Common Pitfalls to Avoid
- Skipping mTLS for internal traffic: "It's all inside the cluster" is the most dangerous assumption in distributed systems. Treat your Kubernetes pod network as hostile. It is.
- Using long-lived credentials for agent identities: A 90-day API key for a code-execution agent is a 90-day blast radius. Use SPIRE SVIDs with 1-hour TTLs.
- Writing OPA policies that default to allow: Always start with
default allow = false. Explicit grants only. - Ignoring delegation chain depth: An unbounded delegation chain is a privilege escalation waiting to happen. Enforce
max_delegation_depthat the policy layer. - Not alerting on denials: A deny that nobody sees is just a silent failure. Wire every denial to your incident response pipeline.
- Treating the action field as trusted input: If the action string comes from an agent that might be prompt-injected, validate it against a canonical registry before it reaches OPA.

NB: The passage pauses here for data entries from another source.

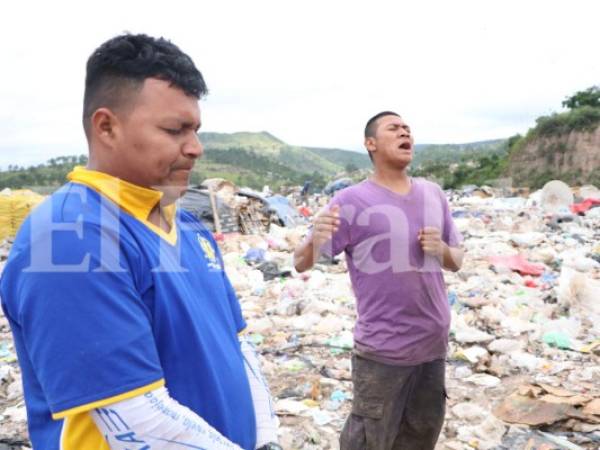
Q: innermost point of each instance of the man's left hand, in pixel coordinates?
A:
(431, 242)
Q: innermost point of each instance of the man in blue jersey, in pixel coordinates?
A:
(126, 327)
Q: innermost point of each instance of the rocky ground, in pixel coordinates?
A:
(524, 357)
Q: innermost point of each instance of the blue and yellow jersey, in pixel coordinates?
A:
(105, 306)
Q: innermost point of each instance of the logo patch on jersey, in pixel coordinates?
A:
(209, 253)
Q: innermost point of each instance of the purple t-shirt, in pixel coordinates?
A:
(401, 299)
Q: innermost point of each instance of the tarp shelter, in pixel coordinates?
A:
(197, 201)
(337, 185)
(285, 212)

Conclusion: Your Multi-Agent System Is a Distributed Trust Problem
The excitement around multi-agent AI in 2026 is well deserved. These systems can accomplish genuinely remarkable things. But every new capability an agent gains is also a new capability an attacker can abuse if that agent is compromised, misconfigured, or prompt-injected. The blast radius of a single vulnerable agent in an unrestricted mesh is your entire system.
Zero Trust is not a product you buy. It is an architectural discipline you build, one verified hop at a time. By combining SPIFFE/SPIRE for workload identity, mTLS for transport security, OPA for runtime policy evaluation, bounded delegation tokens for chain integrity, and OpenTelemetry for full audit visibility, you can give your multi-agent system the security posture it deserves: one where every agent must continuously prove its right to act, and where no single compromised component can silently become an insider threat.
Start with Step 1 today. Issue identities to your agents. Everything else builds from there. The architecture described here is not theoretical; every component is production-ready, open source, and battle-tested in enterprise environments. The only thing standing between your multi-agent system and this level of security is the decision to build it.
Your agents are powerful. Make sure only the right ones can act on that power.